Y Sardegna: “Pero fíjate además cómo se suicidó, que no es un modo japonés. El suicidio de Mishima es espectacular, el suicidio de los japoneses suele ser escenográfico. Podemos hablar de la literatura de cada uno imaginándola a partir de su suicidio. Mishima representando un seppuku que es la muerte ritual. ¿Y Kawabata? En silencio, con ausencia, sin pronunciar palabras. Bueno, así es su literatura, ¿no?
Para terminar, la moderadora se atreve a una gran pregunta de síntesis. ¿Cómo explicarían a Kawabata en un concepto? Uf, es difícil. Pero no se achican.”La belleza duele”, lanza Castagnet.”Lo bello y lo triste”, dice Sardegna.”Lo bello, lo triste, lo efimero”, agrega Cárcamo.”La emoción de lo bello, que no es lo lindo”, dice Sato.

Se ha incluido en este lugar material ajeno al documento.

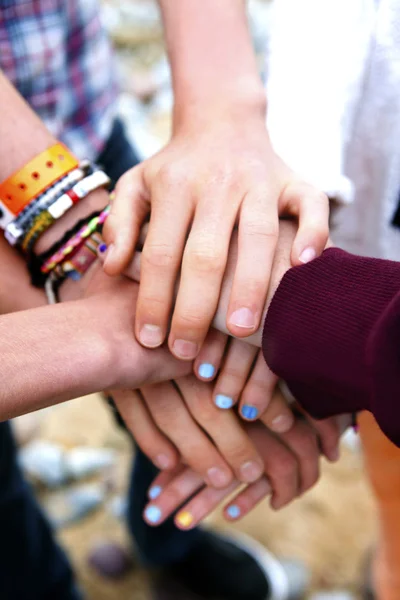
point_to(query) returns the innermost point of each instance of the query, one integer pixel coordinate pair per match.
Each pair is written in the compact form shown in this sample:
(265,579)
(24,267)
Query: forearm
(211,55)
(24,136)
(49,355)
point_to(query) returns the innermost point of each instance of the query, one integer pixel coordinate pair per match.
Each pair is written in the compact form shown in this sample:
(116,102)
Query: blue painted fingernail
(233,511)
(206,370)
(152,514)
(154,492)
(223,401)
(249,412)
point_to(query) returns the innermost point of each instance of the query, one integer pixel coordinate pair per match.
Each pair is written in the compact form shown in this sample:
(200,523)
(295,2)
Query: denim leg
(156,545)
(33,566)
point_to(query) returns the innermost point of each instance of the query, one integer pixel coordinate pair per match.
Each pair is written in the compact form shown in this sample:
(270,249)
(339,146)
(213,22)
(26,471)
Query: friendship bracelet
(82,189)
(35,262)
(16,229)
(20,226)
(51,289)
(75,268)
(75,241)
(18,190)
(41,224)
(81,260)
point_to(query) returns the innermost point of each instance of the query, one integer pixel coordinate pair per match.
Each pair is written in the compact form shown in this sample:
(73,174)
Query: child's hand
(291,467)
(177,420)
(209,178)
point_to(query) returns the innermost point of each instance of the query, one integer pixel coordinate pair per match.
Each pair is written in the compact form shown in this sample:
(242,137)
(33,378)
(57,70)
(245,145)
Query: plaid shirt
(57,55)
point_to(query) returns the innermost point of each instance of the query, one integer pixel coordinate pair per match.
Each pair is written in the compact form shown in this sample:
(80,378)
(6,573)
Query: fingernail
(162,461)
(307,255)
(250,471)
(206,370)
(233,511)
(281,423)
(110,251)
(249,412)
(244,318)
(334,455)
(152,514)
(223,401)
(154,492)
(150,335)
(185,349)
(218,477)
(185,518)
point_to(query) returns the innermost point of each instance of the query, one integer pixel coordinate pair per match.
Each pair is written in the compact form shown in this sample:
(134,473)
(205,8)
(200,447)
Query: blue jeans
(32,565)
(157,546)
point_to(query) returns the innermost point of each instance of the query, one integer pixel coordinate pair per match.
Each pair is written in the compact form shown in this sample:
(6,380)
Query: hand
(291,467)
(213,174)
(177,420)
(128,363)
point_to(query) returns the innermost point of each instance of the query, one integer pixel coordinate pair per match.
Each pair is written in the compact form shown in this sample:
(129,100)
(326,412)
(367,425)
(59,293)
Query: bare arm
(212,58)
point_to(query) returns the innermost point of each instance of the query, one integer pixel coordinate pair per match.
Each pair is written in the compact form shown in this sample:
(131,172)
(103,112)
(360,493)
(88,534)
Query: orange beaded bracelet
(35,177)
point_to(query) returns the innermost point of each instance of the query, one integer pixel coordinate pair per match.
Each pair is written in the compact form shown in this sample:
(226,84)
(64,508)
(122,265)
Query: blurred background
(77,457)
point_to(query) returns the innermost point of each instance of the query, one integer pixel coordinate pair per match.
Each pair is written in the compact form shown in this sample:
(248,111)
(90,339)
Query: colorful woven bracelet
(62,205)
(18,190)
(69,247)
(20,226)
(35,262)
(81,260)
(41,224)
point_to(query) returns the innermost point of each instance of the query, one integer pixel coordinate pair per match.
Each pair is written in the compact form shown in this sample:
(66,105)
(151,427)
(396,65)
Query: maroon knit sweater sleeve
(333,333)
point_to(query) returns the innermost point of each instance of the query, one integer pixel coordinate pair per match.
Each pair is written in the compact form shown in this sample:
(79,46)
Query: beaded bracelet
(35,262)
(68,248)
(46,218)
(81,260)
(18,190)
(16,229)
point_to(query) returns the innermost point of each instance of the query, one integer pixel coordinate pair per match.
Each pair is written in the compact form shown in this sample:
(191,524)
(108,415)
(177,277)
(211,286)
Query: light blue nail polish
(153,514)
(223,401)
(206,370)
(154,492)
(249,412)
(233,511)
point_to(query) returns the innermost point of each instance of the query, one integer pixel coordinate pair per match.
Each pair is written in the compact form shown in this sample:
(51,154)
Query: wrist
(241,100)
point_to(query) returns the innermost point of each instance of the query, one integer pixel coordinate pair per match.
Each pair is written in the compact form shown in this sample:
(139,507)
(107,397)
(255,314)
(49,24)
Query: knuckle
(206,260)
(232,374)
(308,448)
(159,256)
(192,322)
(285,468)
(239,453)
(262,228)
(173,175)
(165,415)
(204,412)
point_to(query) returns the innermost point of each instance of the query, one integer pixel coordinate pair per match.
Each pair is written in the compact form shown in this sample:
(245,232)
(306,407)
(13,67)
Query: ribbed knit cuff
(323,330)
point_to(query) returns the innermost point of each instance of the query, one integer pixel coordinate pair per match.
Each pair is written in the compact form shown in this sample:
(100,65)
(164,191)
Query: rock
(333,595)
(67,507)
(53,466)
(110,560)
(84,461)
(118,507)
(27,427)
(44,462)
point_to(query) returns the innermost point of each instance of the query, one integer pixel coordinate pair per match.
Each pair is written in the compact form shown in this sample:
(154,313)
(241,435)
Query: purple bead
(110,560)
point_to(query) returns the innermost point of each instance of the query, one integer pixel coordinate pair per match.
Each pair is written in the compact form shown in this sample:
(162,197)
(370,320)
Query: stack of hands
(217,422)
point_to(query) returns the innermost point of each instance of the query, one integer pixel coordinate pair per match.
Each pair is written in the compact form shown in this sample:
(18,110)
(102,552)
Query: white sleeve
(317,61)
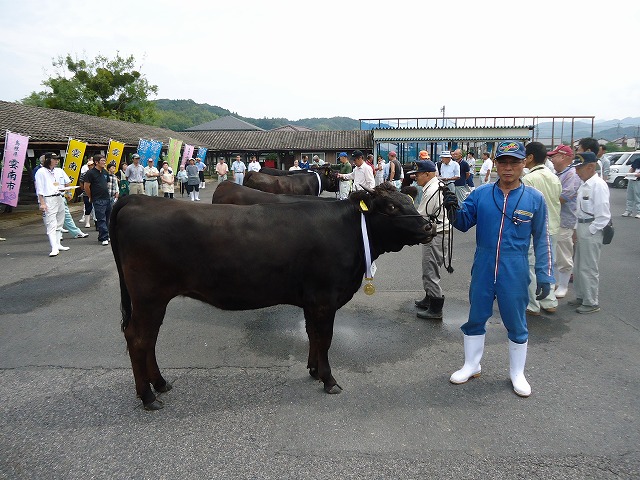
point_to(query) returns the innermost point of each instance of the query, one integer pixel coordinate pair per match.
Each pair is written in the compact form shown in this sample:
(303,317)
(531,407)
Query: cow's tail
(125,299)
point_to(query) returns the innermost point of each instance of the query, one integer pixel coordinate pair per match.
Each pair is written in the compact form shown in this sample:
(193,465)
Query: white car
(620,166)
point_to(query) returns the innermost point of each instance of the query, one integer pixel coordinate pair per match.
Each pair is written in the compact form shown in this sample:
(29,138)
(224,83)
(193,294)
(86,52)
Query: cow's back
(237,257)
(303,184)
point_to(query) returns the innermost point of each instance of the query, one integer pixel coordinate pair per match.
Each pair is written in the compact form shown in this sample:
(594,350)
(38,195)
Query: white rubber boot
(473,349)
(53,240)
(563,284)
(517,360)
(60,246)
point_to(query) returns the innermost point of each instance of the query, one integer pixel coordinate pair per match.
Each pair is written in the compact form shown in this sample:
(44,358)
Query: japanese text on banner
(114,153)
(73,160)
(15,152)
(187,153)
(174,154)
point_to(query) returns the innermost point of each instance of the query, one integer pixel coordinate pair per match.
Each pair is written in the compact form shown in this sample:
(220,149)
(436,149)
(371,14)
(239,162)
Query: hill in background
(179,115)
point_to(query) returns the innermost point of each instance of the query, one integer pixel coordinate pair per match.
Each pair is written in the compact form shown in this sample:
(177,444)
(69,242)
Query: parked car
(620,166)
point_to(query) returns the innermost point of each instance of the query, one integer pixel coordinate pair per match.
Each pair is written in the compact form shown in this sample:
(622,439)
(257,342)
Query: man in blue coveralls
(507,214)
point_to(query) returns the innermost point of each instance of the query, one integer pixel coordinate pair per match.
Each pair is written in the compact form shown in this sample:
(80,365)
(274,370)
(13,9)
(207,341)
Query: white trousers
(564,253)
(586,275)
(54,216)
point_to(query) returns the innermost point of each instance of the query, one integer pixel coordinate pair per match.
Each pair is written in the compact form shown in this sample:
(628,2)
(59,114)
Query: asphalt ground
(243,405)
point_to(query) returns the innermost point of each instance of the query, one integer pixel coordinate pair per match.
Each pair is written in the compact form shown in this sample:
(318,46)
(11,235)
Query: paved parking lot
(243,405)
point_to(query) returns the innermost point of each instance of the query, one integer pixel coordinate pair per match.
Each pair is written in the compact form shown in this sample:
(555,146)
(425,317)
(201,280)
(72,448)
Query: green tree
(103,87)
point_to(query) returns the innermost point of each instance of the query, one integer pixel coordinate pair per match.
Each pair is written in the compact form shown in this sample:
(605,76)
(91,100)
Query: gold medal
(369,289)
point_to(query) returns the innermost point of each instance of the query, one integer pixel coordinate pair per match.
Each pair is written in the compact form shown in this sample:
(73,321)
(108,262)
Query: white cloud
(336,58)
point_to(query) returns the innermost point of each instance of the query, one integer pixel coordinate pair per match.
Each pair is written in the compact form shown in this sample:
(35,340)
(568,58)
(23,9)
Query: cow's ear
(362,199)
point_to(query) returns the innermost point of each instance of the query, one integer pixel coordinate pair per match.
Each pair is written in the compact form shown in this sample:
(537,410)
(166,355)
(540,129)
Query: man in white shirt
(238,167)
(485,169)
(449,170)
(295,166)
(135,175)
(362,174)
(433,253)
(593,214)
(254,166)
(50,183)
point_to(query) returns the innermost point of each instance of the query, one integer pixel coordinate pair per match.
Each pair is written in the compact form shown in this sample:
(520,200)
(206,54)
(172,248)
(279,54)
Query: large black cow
(281,173)
(301,268)
(231,192)
(313,182)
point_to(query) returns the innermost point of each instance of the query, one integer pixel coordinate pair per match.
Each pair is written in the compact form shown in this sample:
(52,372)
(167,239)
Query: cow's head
(392,219)
(329,178)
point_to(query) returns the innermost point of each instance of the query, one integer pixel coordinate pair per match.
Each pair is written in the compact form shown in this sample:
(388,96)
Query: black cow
(302,184)
(301,269)
(280,173)
(230,192)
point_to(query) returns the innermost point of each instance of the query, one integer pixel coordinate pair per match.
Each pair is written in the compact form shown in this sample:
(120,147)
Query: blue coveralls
(504,226)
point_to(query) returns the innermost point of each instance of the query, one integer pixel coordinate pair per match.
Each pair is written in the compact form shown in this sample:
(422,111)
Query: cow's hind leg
(141,334)
(160,385)
(312,360)
(320,320)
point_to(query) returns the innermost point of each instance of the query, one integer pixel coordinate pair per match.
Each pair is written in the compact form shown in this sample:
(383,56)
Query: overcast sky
(358,59)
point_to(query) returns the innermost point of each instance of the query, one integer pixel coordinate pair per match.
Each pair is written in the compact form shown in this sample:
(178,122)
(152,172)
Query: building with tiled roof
(291,128)
(228,122)
(51,129)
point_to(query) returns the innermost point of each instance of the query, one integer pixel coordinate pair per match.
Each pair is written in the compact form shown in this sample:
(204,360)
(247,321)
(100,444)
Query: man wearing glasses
(507,215)
(430,307)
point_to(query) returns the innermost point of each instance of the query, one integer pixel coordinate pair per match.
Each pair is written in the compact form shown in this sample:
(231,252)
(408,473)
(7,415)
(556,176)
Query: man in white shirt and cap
(593,214)
(362,174)
(50,184)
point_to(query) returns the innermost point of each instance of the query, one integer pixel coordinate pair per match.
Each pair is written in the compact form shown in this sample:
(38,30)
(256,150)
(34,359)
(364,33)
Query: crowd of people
(100,187)
(538,225)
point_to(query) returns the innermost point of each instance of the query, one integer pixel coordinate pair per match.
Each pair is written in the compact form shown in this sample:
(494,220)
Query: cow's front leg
(321,320)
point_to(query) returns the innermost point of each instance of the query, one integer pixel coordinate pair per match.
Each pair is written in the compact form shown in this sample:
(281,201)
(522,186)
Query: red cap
(565,149)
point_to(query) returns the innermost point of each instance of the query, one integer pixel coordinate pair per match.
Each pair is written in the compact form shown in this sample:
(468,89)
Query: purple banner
(15,152)
(186,154)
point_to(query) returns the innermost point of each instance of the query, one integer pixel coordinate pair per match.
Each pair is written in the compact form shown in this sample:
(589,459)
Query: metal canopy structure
(452,134)
(409,135)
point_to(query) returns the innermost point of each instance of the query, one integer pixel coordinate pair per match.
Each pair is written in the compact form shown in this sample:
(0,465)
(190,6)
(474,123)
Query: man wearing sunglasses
(507,214)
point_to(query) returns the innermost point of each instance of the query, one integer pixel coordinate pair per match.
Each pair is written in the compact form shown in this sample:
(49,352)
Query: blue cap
(511,148)
(424,166)
(583,158)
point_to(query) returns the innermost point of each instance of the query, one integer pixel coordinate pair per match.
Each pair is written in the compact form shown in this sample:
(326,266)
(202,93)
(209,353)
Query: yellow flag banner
(73,160)
(114,153)
(174,153)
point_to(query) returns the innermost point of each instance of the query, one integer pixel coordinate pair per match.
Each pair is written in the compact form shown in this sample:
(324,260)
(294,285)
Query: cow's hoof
(155,405)
(333,389)
(163,389)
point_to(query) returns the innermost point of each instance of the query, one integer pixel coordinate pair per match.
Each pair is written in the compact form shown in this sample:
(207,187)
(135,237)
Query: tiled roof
(56,126)
(225,123)
(285,140)
(291,128)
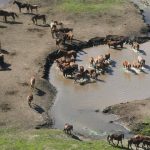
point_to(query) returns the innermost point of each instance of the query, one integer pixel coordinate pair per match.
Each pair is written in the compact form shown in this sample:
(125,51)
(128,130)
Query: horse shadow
(37,108)
(3,51)
(142,52)
(44,25)
(1,26)
(5,67)
(40,92)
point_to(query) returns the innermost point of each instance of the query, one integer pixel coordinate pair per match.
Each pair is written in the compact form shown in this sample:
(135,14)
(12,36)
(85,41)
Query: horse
(117,137)
(70,70)
(141,60)
(69,36)
(6,14)
(135,45)
(68,128)
(135,141)
(21,5)
(32,82)
(146,143)
(115,43)
(33,7)
(136,65)
(30,99)
(37,17)
(127,65)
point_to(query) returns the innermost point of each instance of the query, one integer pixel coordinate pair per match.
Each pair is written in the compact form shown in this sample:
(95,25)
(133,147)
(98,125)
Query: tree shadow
(37,108)
(3,51)
(40,92)
(5,67)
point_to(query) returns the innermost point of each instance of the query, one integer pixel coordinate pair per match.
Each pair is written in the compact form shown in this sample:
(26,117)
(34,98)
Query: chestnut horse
(68,128)
(117,137)
(115,43)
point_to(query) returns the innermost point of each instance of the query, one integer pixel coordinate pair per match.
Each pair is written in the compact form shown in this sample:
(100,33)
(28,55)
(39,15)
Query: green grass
(90,6)
(46,139)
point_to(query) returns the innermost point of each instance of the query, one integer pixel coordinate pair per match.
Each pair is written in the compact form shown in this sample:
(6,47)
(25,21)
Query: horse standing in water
(116,137)
(39,17)
(22,5)
(68,128)
(6,14)
(33,7)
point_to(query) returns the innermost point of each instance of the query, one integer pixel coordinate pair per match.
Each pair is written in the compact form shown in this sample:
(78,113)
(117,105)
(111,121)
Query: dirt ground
(28,45)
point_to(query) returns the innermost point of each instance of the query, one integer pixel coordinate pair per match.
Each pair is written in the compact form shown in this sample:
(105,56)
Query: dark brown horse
(32,7)
(115,43)
(39,17)
(135,141)
(117,137)
(68,128)
(21,5)
(6,14)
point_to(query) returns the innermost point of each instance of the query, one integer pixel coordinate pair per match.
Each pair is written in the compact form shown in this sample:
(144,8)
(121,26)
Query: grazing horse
(136,65)
(33,7)
(146,143)
(141,60)
(68,128)
(6,14)
(116,137)
(126,64)
(21,5)
(135,45)
(135,141)
(32,82)
(115,43)
(30,99)
(37,17)
(69,36)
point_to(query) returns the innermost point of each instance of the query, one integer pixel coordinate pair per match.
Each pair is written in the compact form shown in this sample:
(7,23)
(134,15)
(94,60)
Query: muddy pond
(77,104)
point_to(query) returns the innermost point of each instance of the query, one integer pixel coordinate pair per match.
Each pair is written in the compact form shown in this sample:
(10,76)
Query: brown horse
(135,141)
(6,14)
(69,36)
(68,128)
(135,45)
(117,137)
(39,17)
(126,64)
(21,5)
(115,43)
(33,7)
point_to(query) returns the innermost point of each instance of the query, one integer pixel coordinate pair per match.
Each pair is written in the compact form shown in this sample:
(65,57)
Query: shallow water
(76,104)
(3,2)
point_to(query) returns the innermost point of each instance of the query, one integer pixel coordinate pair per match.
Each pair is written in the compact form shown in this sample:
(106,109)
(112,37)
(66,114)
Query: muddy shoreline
(41,67)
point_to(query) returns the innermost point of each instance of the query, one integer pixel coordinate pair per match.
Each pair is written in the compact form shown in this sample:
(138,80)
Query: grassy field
(45,139)
(79,6)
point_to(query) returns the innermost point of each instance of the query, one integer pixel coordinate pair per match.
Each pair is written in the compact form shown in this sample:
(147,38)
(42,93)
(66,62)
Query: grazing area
(47,48)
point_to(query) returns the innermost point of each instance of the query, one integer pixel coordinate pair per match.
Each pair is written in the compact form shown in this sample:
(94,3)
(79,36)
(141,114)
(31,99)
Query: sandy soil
(28,45)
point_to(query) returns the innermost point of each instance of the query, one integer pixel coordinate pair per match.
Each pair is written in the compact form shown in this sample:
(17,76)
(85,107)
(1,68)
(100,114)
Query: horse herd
(5,14)
(70,68)
(136,140)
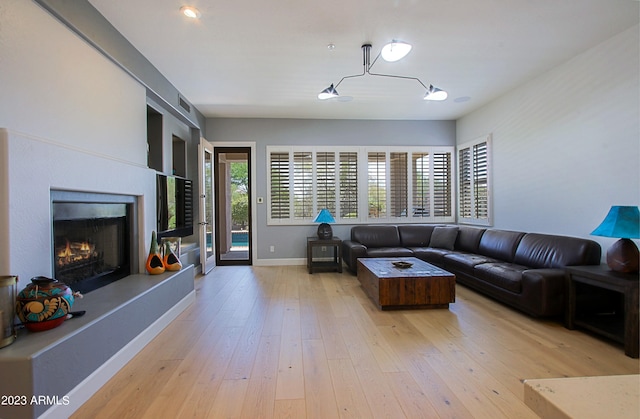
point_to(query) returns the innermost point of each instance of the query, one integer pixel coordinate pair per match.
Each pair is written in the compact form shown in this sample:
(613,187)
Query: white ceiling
(269,58)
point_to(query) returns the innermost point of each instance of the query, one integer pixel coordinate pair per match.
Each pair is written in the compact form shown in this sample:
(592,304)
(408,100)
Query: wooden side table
(324,265)
(604,302)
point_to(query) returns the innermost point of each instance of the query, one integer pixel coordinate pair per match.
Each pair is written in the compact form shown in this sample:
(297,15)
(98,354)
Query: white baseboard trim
(280,262)
(90,385)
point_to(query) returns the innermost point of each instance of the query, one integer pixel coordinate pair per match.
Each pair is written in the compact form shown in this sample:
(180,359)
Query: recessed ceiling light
(190,11)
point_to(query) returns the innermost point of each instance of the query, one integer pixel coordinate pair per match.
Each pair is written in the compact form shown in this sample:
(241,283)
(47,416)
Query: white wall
(566,145)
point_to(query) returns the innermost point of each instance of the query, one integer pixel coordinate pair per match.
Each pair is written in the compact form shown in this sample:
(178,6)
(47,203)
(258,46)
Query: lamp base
(623,256)
(325,232)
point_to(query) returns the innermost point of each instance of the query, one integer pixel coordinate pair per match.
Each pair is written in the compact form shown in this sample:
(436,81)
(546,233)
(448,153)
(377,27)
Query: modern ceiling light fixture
(393,51)
(190,12)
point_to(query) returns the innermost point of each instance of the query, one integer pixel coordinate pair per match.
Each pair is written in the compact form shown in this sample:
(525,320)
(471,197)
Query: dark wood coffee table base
(421,286)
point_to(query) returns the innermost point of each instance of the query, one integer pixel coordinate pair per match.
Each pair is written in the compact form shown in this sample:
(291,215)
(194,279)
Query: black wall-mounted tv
(174,206)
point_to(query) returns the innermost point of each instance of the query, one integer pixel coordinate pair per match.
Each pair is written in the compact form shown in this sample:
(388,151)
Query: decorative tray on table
(402,265)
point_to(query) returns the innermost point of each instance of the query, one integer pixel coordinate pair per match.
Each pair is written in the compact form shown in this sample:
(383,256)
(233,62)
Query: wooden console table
(616,396)
(604,302)
(420,286)
(324,265)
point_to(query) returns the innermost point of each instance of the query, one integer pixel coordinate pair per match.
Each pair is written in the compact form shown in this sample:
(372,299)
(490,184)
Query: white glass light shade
(328,93)
(395,50)
(435,94)
(190,11)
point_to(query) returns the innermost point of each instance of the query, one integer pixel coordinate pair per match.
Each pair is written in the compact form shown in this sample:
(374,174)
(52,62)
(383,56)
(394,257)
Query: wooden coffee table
(420,286)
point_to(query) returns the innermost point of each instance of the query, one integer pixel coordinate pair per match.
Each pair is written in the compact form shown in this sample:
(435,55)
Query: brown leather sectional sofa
(523,270)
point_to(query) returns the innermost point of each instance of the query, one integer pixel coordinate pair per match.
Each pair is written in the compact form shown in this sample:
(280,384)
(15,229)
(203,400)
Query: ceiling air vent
(184,104)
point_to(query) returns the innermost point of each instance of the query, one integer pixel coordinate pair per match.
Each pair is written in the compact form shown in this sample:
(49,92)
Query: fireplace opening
(92,241)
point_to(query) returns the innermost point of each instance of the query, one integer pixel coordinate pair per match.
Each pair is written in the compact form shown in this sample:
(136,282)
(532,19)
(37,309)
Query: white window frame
(362,201)
(474,219)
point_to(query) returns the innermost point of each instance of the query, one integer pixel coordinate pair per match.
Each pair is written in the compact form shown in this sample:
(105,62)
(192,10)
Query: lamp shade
(324,217)
(395,50)
(620,222)
(623,223)
(435,94)
(328,93)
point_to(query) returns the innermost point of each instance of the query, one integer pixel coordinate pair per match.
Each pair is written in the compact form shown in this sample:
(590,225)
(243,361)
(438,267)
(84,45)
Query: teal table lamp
(324,217)
(624,223)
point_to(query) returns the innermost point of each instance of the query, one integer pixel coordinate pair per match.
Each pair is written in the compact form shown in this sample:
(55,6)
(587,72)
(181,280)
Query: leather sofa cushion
(465,261)
(469,239)
(444,237)
(430,254)
(389,252)
(549,251)
(415,235)
(500,244)
(376,236)
(507,276)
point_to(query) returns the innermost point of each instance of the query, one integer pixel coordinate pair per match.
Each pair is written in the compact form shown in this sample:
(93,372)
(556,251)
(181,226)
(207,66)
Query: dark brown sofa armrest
(543,291)
(351,251)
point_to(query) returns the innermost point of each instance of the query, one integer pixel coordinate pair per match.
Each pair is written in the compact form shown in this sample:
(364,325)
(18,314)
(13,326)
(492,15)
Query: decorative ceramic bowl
(44,304)
(402,265)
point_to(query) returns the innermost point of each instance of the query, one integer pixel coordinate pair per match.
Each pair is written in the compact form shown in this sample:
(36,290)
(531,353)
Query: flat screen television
(174,206)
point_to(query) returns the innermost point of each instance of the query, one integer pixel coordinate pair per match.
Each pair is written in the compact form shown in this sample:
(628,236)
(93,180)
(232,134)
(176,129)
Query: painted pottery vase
(154,263)
(44,304)
(170,260)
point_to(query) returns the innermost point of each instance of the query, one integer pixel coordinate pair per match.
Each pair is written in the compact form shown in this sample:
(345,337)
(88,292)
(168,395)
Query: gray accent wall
(290,241)
(83,19)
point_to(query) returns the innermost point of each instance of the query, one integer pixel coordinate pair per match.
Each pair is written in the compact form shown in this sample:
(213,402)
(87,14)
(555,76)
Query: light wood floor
(263,342)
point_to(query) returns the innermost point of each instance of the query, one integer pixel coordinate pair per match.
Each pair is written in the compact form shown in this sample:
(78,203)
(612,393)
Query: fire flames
(75,252)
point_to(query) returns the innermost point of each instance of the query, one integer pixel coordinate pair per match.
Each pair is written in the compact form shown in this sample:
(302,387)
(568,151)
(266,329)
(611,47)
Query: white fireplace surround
(29,169)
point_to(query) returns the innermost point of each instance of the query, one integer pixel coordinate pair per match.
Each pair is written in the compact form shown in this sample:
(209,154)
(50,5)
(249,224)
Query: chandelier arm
(400,77)
(349,77)
(370,66)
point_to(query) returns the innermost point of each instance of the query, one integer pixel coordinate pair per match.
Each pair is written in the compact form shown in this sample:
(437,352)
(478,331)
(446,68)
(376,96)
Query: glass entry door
(232,169)
(206,205)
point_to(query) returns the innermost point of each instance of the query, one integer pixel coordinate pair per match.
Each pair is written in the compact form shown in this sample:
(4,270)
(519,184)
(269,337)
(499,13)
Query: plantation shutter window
(348,185)
(377,190)
(474,174)
(363,184)
(279,186)
(464,179)
(442,200)
(302,185)
(326,181)
(420,182)
(398,183)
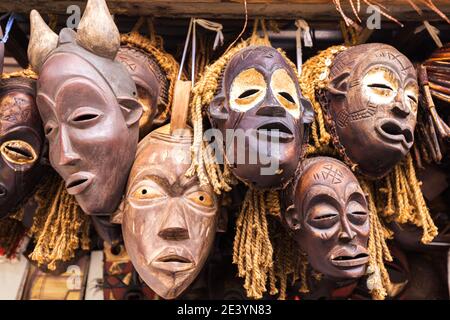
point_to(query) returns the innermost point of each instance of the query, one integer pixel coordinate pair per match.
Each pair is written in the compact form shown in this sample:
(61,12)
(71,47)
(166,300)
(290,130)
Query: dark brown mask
(373,95)
(88,105)
(21,141)
(259,91)
(169,221)
(329,218)
(150,82)
(2,51)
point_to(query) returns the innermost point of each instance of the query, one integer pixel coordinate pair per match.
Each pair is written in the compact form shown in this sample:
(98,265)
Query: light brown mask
(169,221)
(372,106)
(329,218)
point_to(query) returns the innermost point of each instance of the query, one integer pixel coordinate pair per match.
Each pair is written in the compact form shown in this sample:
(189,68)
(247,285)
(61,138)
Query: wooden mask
(151,83)
(329,218)
(169,221)
(371,103)
(21,142)
(259,91)
(88,104)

Hay tantísimo más, te imaginás. La charla se va para todos lados. Como cuando Sato dice que todos los mangas hablan del primer amor y que eso es bueno y malo. “Lo que se idealiza es ese primer amor que no se cumplió. Y eso por un lado es muy puro pero por otro lado es muy complicado para una mentalidad adolescente: un amor que nunca se va a poder cumplir, que quedó ahí puro, inalcanzable y en pasado. Todo lo que viene después es sucio, perverso, complicado. Esto por un lado es algo muy bello, por eso creo que tiene que ver con Kawabata. Por otro lado, es algo muy perverso porque nunca se va a cumplir. Y esto va con el Japón real, que es una sociedad también muy complicada”.